Make her system GOOD!!!!

So without further ado here is SandStorm!

Sound System:

*Head Unit:*
Eclipse 8053MRM
Location: Stock dash opening.

*Midrange/Tweeter:*
XR3M-LE
Location: A-Pillars
Amp: Bridged AP4.90
Amp Power: 290 x 2

*Mid-Bass:*
XR6.5M
Location: Bottom of Doors
Amp: Bridged AP4.90
Amp Power: 290 x 2

*Subwoofer*:
Oz Audio 250H
Location: Rear Deck
Amp: Bridged AP2.100
Amp Power: 320 x 1

Now on to some pics, I most warn you I the worst at taking pictures when i’m working I just don’t think to stop and take photos. Please this was a fast build as I started it to make a GTG and it put up a fight so it was able to make it. The build itself took about 2 weeks, that included changing the Starter, and lord if you know the Lexus 4 liter V8 it is a PITA to do, it sets in the middle of the engine. Then changing the water pump and timing belt. O Ya, building the system.

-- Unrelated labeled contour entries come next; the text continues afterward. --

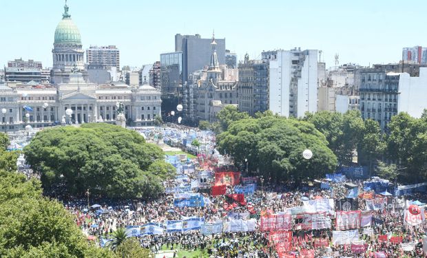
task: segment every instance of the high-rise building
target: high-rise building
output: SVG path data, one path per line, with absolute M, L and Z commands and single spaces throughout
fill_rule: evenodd
M 231 53 L 230 50 L 225 50 L 225 65 L 228 68 L 237 68 L 237 54 Z
M 317 111 L 317 50 L 295 48 L 262 56 L 270 60 L 269 109 L 287 117 Z
M 99 65 L 103 69 L 116 67 L 120 69 L 120 51 L 115 45 L 92 46 L 86 50 L 86 62 Z
M 238 65 L 239 110 L 253 116 L 269 109 L 269 64 L 262 60 L 249 60 Z
M 13 61 L 8 61 L 8 67 L 19 67 L 19 68 L 39 68 L 42 69 L 41 62 L 34 61 L 28 59 L 28 61 L 22 60 L 22 58 L 15 59 Z
M 404 62 L 426 64 L 427 47 L 423 47 L 421 45 L 416 45 L 413 47 L 404 47 L 402 56 Z
M 149 72 L 149 85 L 156 89 L 161 89 L 162 80 L 160 79 L 160 61 L 156 61 Z
M 183 51 L 183 39 L 202 39 L 202 36 L 196 34 L 195 35 L 175 35 L 175 52 Z
M 51 80 L 54 84 L 68 82 L 70 74 L 77 70 L 82 71 L 87 78 L 85 69 L 84 53 L 79 28 L 71 19 L 68 6 L 64 6 L 62 20 L 55 30 L 54 49 L 52 50 L 53 69 Z
M 225 63 L 225 39 L 216 39 L 216 53 L 220 63 Z M 188 80 L 191 72 L 208 66 L 211 54 L 211 39 L 183 38 L 183 84 Z

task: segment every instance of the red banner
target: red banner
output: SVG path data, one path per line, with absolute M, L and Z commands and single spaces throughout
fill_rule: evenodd
M 292 241 L 292 231 L 276 231 L 271 232 L 269 238 L 270 244 L 275 246 L 280 243 L 288 243 Z
M 217 172 L 215 173 L 215 185 L 235 186 L 240 183 L 240 172 Z
M 326 238 L 315 238 L 314 239 L 314 247 L 326 247 L 329 246 L 329 240 Z
M 212 186 L 211 195 L 213 196 L 222 195 L 225 194 L 226 191 L 227 186 L 225 184 L 222 184 L 221 186 Z
M 289 230 L 292 228 L 292 216 L 288 214 L 266 214 L 260 217 L 261 231 Z
M 300 251 L 300 258 L 314 258 L 314 250 L 302 249 Z
M 367 244 L 351 244 L 351 252 L 355 254 L 365 252 L 368 249 Z
M 387 241 L 387 235 L 380 235 L 378 236 L 378 241 L 382 242 Z
M 403 238 L 402 237 L 391 237 L 390 238 L 390 242 L 393 244 L 400 244 Z

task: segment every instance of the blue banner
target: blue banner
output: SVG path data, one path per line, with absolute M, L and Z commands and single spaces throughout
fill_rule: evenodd
M 205 224 L 202 225 L 201 230 L 204 235 L 220 234 L 222 232 L 222 222 Z
M 256 190 L 256 184 L 250 184 L 245 186 L 234 186 L 234 193 L 244 193 L 244 194 L 253 194 Z
M 138 237 L 140 235 L 140 228 L 139 226 L 127 226 L 125 232 L 127 237 Z
M 163 235 L 164 228 L 158 223 L 147 223 L 140 228 L 140 235 Z
M 205 200 L 200 193 L 182 193 L 175 195 L 174 205 L 178 207 L 203 207 Z
M 350 189 L 347 194 L 347 198 L 357 198 L 359 195 L 359 188 L 355 187 L 353 189 Z

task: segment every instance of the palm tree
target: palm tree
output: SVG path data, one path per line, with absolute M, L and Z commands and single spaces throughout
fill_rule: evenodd
M 127 237 L 127 233 L 126 233 L 126 228 L 118 228 L 116 231 L 112 234 L 112 239 L 109 241 L 106 246 L 112 250 L 116 250 L 118 246 L 119 246 Z

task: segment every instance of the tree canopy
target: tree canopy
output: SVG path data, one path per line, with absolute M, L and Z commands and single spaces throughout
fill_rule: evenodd
M 134 131 L 107 124 L 61 127 L 39 132 L 24 148 L 47 193 L 107 197 L 156 197 L 173 176 L 157 146 Z M 161 171 L 156 169 L 161 167 Z
M 260 116 L 231 122 L 217 137 L 220 152 L 231 155 L 236 165 L 249 171 L 284 180 L 315 178 L 333 172 L 337 158 L 324 136 L 313 125 L 295 119 Z M 312 151 L 309 160 L 304 149 Z

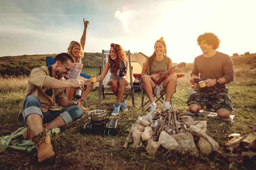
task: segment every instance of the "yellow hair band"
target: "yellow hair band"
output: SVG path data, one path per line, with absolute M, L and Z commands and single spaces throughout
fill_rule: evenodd
M 160 39 L 159 40 L 157 40 L 157 41 L 164 41 L 164 40 L 164 40 L 164 38 L 163 38 L 163 37 L 162 37 L 161 38 L 160 38 Z

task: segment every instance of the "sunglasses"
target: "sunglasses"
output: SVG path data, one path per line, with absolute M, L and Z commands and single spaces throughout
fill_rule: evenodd
M 66 67 L 66 69 L 67 69 L 67 71 L 70 71 L 70 70 L 71 70 L 71 69 L 70 68 L 69 68 L 68 67 L 67 67 L 67 66 L 66 66 L 66 64 L 64 64 L 64 63 L 63 62 L 60 62 L 61 63 L 61 64 L 62 64 L 63 65 L 64 65 L 64 66 L 65 66 L 65 67 Z

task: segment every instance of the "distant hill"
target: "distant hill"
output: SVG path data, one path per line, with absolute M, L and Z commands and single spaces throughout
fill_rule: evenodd
M 57 54 L 23 55 L 0 57 L 0 75 L 29 75 L 32 69 L 46 65 L 47 56 L 53 57 Z M 256 68 L 256 53 L 231 56 L 234 65 L 247 65 L 250 69 Z M 85 53 L 82 60 L 84 68 L 99 68 L 101 62 L 101 53 Z
M 0 75 L 2 76 L 4 75 L 29 75 L 34 68 L 46 65 L 46 57 L 54 58 L 57 55 L 23 55 L 1 57 Z M 82 62 L 84 68 L 99 68 L 101 62 L 101 53 L 85 53 Z

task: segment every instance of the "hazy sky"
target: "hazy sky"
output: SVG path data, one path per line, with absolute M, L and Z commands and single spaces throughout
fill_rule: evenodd
M 161 37 L 173 62 L 202 53 L 200 35 L 212 32 L 218 51 L 256 52 L 255 0 L 8 0 L 0 6 L 0 57 L 66 52 L 89 21 L 85 51 L 111 43 L 148 56 Z

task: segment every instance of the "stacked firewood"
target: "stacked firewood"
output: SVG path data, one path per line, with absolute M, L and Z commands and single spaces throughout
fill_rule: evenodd
M 196 156 L 198 150 L 209 154 L 218 149 L 218 144 L 205 133 L 206 121 L 194 121 L 190 116 L 179 117 L 180 113 L 171 109 L 150 112 L 139 117 L 132 127 L 123 148 L 126 148 L 130 142 L 138 146 L 144 141 L 146 144 L 146 150 L 150 155 L 164 147 Z

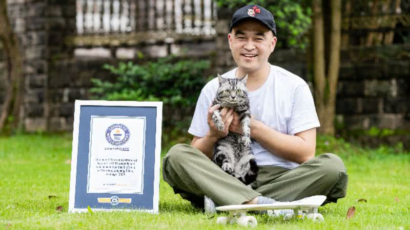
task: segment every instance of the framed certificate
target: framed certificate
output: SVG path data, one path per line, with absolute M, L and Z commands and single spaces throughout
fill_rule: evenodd
M 158 213 L 162 105 L 75 101 L 69 212 Z

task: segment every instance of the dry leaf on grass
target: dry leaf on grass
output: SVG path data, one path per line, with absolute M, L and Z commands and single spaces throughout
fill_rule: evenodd
M 356 208 L 354 206 L 349 208 L 348 210 L 347 210 L 347 215 L 346 216 L 346 219 L 348 220 L 353 217 L 353 216 L 355 215 L 355 212 L 356 212 Z
M 356 200 L 356 202 L 367 202 L 367 200 L 364 198 L 359 199 L 358 200 Z

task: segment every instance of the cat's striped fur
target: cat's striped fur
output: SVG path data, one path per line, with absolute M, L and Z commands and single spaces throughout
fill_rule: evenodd
M 251 149 L 251 112 L 246 81 L 248 75 L 242 79 L 224 78 L 218 74 L 219 87 L 212 105 L 221 108 L 233 108 L 239 115 L 243 134 L 229 132 L 219 139 L 214 146 L 213 161 L 227 173 L 245 185 L 256 179 L 258 169 Z M 214 111 L 212 120 L 220 131 L 225 128 L 219 110 Z

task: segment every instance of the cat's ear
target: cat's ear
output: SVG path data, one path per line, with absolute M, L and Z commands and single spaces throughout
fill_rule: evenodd
M 247 81 L 248 80 L 248 74 L 247 74 L 246 76 L 243 77 L 243 78 L 239 79 L 239 81 L 243 83 L 245 85 L 247 84 Z
M 223 78 L 219 74 L 218 74 L 218 80 L 219 81 L 219 85 L 220 85 L 222 82 L 225 81 L 225 79 Z

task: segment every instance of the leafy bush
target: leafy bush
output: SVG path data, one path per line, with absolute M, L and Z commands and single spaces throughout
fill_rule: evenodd
M 93 78 L 90 92 L 99 100 L 162 101 L 164 130 L 177 136 L 186 133 L 201 89 L 209 79 L 204 73 L 210 65 L 208 60 L 175 60 L 172 56 L 141 65 L 131 61 L 118 66 L 105 64 L 104 68 L 116 76 L 115 81 Z M 163 137 L 165 141 L 172 139 Z
M 256 4 L 271 11 L 277 31 L 277 47 L 304 49 L 309 43 L 308 33 L 312 23 L 312 9 L 305 0 L 217 0 L 218 7 L 237 9 Z

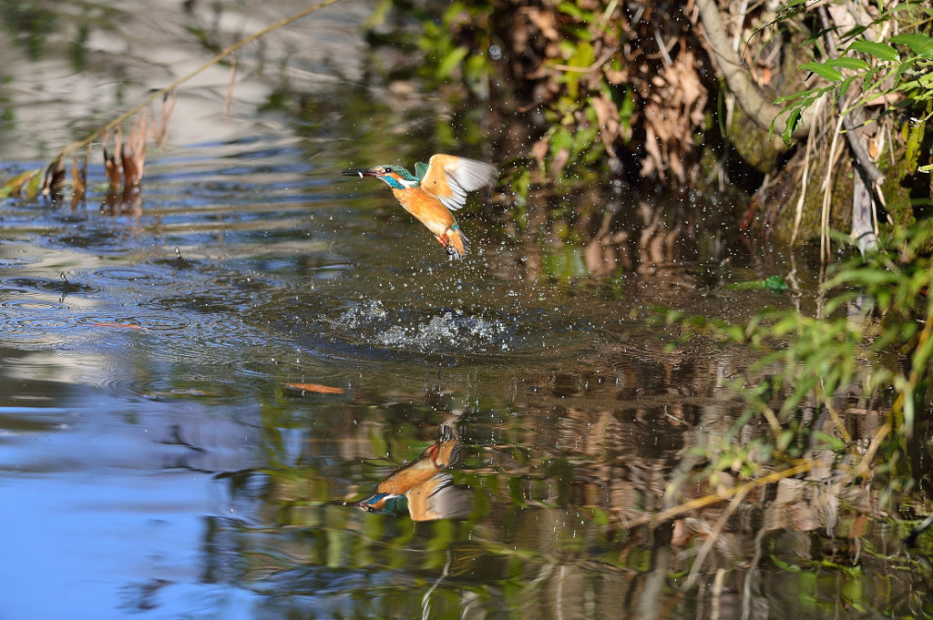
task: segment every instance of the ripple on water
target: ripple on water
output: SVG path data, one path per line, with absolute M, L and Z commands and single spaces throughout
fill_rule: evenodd
M 146 400 L 174 400 L 230 397 L 239 394 L 235 385 L 216 380 L 188 380 L 176 383 L 172 380 L 143 378 L 109 376 L 93 382 L 106 394 L 120 399 L 141 398 Z
M 158 270 L 146 270 L 132 267 L 104 267 L 97 269 L 79 270 L 80 280 L 87 280 L 100 286 L 125 286 L 127 282 L 146 285 L 168 285 L 174 278 Z
M 187 329 L 188 323 L 177 315 L 133 314 L 86 314 L 81 317 L 81 325 L 86 329 L 127 329 L 127 330 L 155 330 L 174 331 Z
M 3 278 L 0 279 L 0 293 L 27 293 L 41 291 L 61 295 L 92 294 L 100 288 L 81 282 L 63 281 L 61 278 Z

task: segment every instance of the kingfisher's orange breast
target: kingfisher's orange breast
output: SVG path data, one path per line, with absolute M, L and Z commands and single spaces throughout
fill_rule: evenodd
M 405 211 L 438 237 L 454 224 L 453 215 L 444 203 L 418 187 L 393 189 L 392 193 Z

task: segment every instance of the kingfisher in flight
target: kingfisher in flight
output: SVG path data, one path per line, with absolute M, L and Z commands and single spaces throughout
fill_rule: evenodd
M 347 170 L 347 176 L 375 176 L 391 188 L 402 208 L 427 227 L 447 250 L 451 260 L 459 260 L 469 252 L 469 240 L 453 219 L 466 202 L 466 192 L 492 186 L 498 178 L 495 167 L 454 155 L 439 153 L 425 164 L 419 161 L 412 174 L 401 166 L 383 164 L 374 168 Z

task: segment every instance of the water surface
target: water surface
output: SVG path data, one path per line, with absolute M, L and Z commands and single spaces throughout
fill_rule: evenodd
M 322 19 L 351 32 L 347 13 Z M 340 176 L 429 155 L 368 129 L 399 117 L 347 61 L 308 61 L 325 76 L 297 120 L 241 103 L 231 129 L 217 92 L 210 128 L 177 111 L 141 211 L 102 212 L 96 165 L 77 208 L 0 203 L 0 617 L 930 613 L 878 489 L 829 508 L 815 476 L 750 498 L 702 562 L 721 512 L 619 526 L 665 507 L 689 448 L 744 410 L 731 386 L 749 351 L 672 349 L 680 334 L 655 309 L 741 319 L 812 304 L 811 274 L 802 301 L 730 289 L 787 274 L 785 259 L 701 218 L 669 251 L 634 245 L 608 275 L 565 279 L 548 265 L 585 248 L 504 235 L 481 214 L 488 197 L 459 216 L 474 254 L 450 263 L 386 187 Z M 20 62 L 14 85 L 37 61 Z M 57 144 L 70 126 L 57 104 L 45 114 Z M 17 118 L 4 174 L 45 156 Z M 847 420 L 869 437 L 882 421 Z M 466 518 L 341 504 L 442 428 L 462 446 L 449 473 L 471 493 Z M 856 549 L 845 528 L 865 515 L 870 548 Z

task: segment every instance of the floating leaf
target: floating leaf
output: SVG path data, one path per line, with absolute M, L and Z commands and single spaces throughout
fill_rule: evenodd
M 898 50 L 886 43 L 875 43 L 874 41 L 855 41 L 848 49 L 855 49 L 863 54 L 868 54 L 879 61 L 896 62 L 900 60 Z M 846 51 L 848 51 L 848 49 Z
M 301 392 L 313 392 L 319 394 L 341 394 L 343 388 L 333 388 L 329 385 L 319 383 L 283 383 L 286 388 L 300 390 Z
M 17 174 L 0 187 L 0 198 L 35 198 L 43 172 L 40 168 Z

These are pics of the car in Stock from.





























Up first is the A-Pillars and grilles: 

The design goal for them was to make them look really stock from outside the car so people walking by the car would not notice much, as she is a daily driver and I mean driver, 14,000 miles in 4 ½ months. Now want the best possible sound form the a-pillars, *but I want my sound stage to be wide and not be limited to the drivers locations/positions, which is a common problem with a lot of a-pillar mount drivers.* So remember the thread and about Improving your sound stage for $2. 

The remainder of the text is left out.